In Stage 2, in addition to meeting the same security risk analysis requirements as Stage 1, EPs and hospitals will also need to address the encryption and security of data stored in the certified EHR technology (CEHRT).

One has to wonder how the ‘certified’ EHR technology got certified in the first place if it had weaknesses in how it handled encryption and security of the data stored in its databases. Or, why isn’t your ‘uncertified’ PACs system, unencrypted emails and text messages, of greater concern than software that was supposed to be ‘certified’? Why does CMS single out only the EHR systems, when the HIPAA Security Rule does not? But, I digress.

Further down the FAQ comes the following statement, which in my limited experience, has been taken to heart by those who are actually conducting the audits of HIPAA compliance and Meaningful Use attestations:

This meaningful use objective complements, but does not impose new or expanded requirements on the HIPAA Security Rule.

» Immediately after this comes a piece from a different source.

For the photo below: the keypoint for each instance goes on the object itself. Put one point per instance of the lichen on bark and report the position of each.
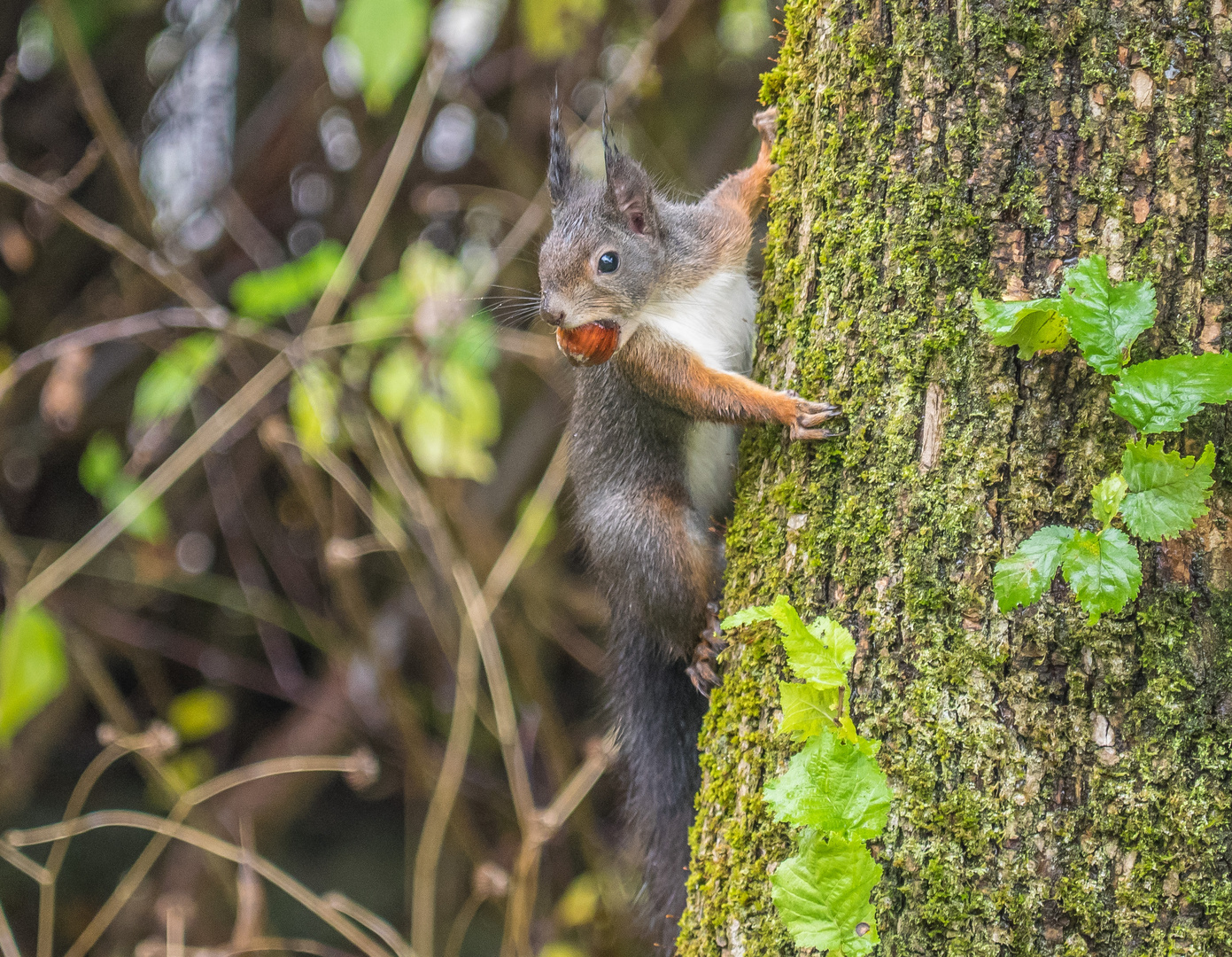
(1061, 789)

What does this mean? If you are complying with 45 CFR 164.308(a)(1) you have done a comprehensive job of assessing or reviewing the policies and procedures that constitute your ‘risk management process’, analyzing any gaps in your program against the HIPAA requirements in 45 CFR, and you’ve established a risk remediation plan that assures you are closing known vulnerabilities.

CMS concedes that ‘Once the risk analysis is completed, providers must take any additional “reasonable and appropriate” steps to reduce identified risks to reasonable and appropriate levels.’ This statement is the crux of what is required of CEs and their Business Associates.

If CMS is not imposing new or expanded requirements on the HIPAA Security Rule, then it must accept that a new ‘risk analysis’ need not be conducted in every year of attestation as long as the ongoing risk management process includes review of policies, procedures and plans, not just annually, but whenever significant changes are made to technology, facilities or staff that impact ePHI in particular.

If you have attested to Meaningful Use and accepted incentive payments, but you have not implemented a security risk management process, or, you have never conducted a security risk assessment and have no documented plan to remediate gaps in your security posture, perhaps it is time to secure expert legal advise.

The risk of audit is not the compelling reason to implement a risk management program, however, any more than averting a lawsuit is the sole purpose of conducting clinical risk reviews. The business of healthcare requires ‘doing no harm’, by keeping patients safe, including their protected health information. The financial and reputational impact of failing either task can be significant.

For various reasons, a large number of healthcare entities and their business associates feel no compunction about shelving efforts to identify their risks and securely manage their data and information systems. It’s as if that effort, unlike their other business activities, can be suspended without impact.